Hunderte fremdenfeindliche Übergriffe in der DDR
In der DDR hat es in den vier Jahrzehnten ihres Bestehens Hunderte Fälle von fremdenfeindlichen Übergriffen gegeben. Dabei sind nach Forschungen des Historikers Harry Waibel mindestens zwölf Menschen ums Leben gekommen. Waibel sagte dem ARD-Magazin FAKT, er könne mindestens 700 Vorfälle belegen, bei denen es gewaltsame Auseinandersetzungen zwischen Ausländern und Deutschen in der DDR gegeben habe. Die Zahl der dabei verletzten Menschen gehe wahrscheinlich in die Tausende. Waibel hat bei seinen Forschungen zahlreiche Akten des Ministeriums für Staatssicherheit (MfS) ausgewertet, in denen die Fälle dokumentiert sind.

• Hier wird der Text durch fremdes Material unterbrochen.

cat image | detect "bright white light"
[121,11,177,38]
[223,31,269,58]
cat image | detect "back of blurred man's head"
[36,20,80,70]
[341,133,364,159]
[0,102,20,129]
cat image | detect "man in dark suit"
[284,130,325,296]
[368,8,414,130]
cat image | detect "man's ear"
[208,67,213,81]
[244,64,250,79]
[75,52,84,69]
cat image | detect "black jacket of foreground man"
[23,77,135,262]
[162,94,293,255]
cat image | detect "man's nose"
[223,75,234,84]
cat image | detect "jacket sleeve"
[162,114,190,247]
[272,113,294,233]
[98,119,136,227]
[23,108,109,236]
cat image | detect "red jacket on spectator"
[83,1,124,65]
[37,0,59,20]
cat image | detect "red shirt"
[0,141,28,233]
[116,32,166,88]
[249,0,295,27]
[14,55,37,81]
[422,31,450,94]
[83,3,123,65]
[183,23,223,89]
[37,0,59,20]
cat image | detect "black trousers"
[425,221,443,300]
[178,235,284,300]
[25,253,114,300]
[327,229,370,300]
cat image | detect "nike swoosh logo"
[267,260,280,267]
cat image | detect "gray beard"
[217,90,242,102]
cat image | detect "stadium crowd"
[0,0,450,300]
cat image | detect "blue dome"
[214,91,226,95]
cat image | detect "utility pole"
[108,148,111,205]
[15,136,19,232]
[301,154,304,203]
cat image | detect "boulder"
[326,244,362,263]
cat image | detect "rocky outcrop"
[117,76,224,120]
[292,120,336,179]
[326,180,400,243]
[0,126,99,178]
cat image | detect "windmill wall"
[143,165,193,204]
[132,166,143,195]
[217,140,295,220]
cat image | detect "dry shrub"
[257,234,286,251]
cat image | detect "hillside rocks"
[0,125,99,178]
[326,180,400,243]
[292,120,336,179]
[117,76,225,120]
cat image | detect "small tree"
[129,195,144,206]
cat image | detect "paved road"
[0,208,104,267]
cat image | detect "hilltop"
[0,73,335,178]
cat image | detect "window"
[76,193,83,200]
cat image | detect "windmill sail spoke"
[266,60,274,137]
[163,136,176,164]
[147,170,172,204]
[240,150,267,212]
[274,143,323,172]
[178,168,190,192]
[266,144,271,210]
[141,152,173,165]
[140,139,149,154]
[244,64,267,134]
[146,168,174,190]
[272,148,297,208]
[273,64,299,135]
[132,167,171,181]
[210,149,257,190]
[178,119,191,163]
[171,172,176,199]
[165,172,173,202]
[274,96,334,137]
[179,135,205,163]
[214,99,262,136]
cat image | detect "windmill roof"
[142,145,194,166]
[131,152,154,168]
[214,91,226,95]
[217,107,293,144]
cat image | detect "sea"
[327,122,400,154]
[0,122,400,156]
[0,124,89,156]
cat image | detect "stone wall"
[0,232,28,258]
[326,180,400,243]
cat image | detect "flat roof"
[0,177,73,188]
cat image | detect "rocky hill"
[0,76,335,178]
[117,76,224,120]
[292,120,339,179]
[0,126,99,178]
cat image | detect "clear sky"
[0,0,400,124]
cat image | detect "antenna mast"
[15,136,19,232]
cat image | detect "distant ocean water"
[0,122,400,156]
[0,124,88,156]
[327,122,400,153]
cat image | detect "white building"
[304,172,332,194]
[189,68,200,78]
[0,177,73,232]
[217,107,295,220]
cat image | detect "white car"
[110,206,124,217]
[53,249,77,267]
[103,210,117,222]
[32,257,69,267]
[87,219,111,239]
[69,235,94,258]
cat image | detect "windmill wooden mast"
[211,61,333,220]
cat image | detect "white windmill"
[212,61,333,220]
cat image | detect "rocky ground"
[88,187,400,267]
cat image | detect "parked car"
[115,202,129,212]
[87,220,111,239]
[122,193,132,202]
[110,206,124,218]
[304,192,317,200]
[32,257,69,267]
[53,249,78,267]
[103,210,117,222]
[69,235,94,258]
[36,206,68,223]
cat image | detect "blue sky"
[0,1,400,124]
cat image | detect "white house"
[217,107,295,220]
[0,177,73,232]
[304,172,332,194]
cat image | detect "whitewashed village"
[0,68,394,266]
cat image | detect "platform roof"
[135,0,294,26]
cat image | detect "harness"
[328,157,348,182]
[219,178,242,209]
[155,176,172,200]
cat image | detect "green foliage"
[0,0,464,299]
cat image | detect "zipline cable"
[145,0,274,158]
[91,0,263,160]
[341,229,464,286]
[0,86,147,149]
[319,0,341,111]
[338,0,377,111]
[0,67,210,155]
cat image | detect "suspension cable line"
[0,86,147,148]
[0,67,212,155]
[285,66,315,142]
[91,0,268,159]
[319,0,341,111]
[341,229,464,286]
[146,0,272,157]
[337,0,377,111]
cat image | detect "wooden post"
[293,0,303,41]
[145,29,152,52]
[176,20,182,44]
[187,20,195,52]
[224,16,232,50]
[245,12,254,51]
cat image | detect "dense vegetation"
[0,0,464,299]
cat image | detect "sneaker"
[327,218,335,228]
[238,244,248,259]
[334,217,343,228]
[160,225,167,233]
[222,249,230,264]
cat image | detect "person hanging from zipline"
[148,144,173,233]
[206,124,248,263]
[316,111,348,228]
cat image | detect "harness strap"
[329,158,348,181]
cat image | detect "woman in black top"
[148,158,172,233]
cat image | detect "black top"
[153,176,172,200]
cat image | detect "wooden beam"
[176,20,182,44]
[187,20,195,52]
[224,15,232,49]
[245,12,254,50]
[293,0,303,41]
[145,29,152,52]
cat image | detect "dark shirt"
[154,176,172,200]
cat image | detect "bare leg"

Offiziell wurde Fremdenfeindlichkeit in der DDR laut Waibel allerdings totgeschwiegen. Für das Ansehen der DDR als antifaschistischem Staat “war das zuviel, das durfte es nicht geben”, sagte Waibel. Deshalb hätten SED- und Staatsführung Ermittlungsverfahren nach Übergriffen verboten.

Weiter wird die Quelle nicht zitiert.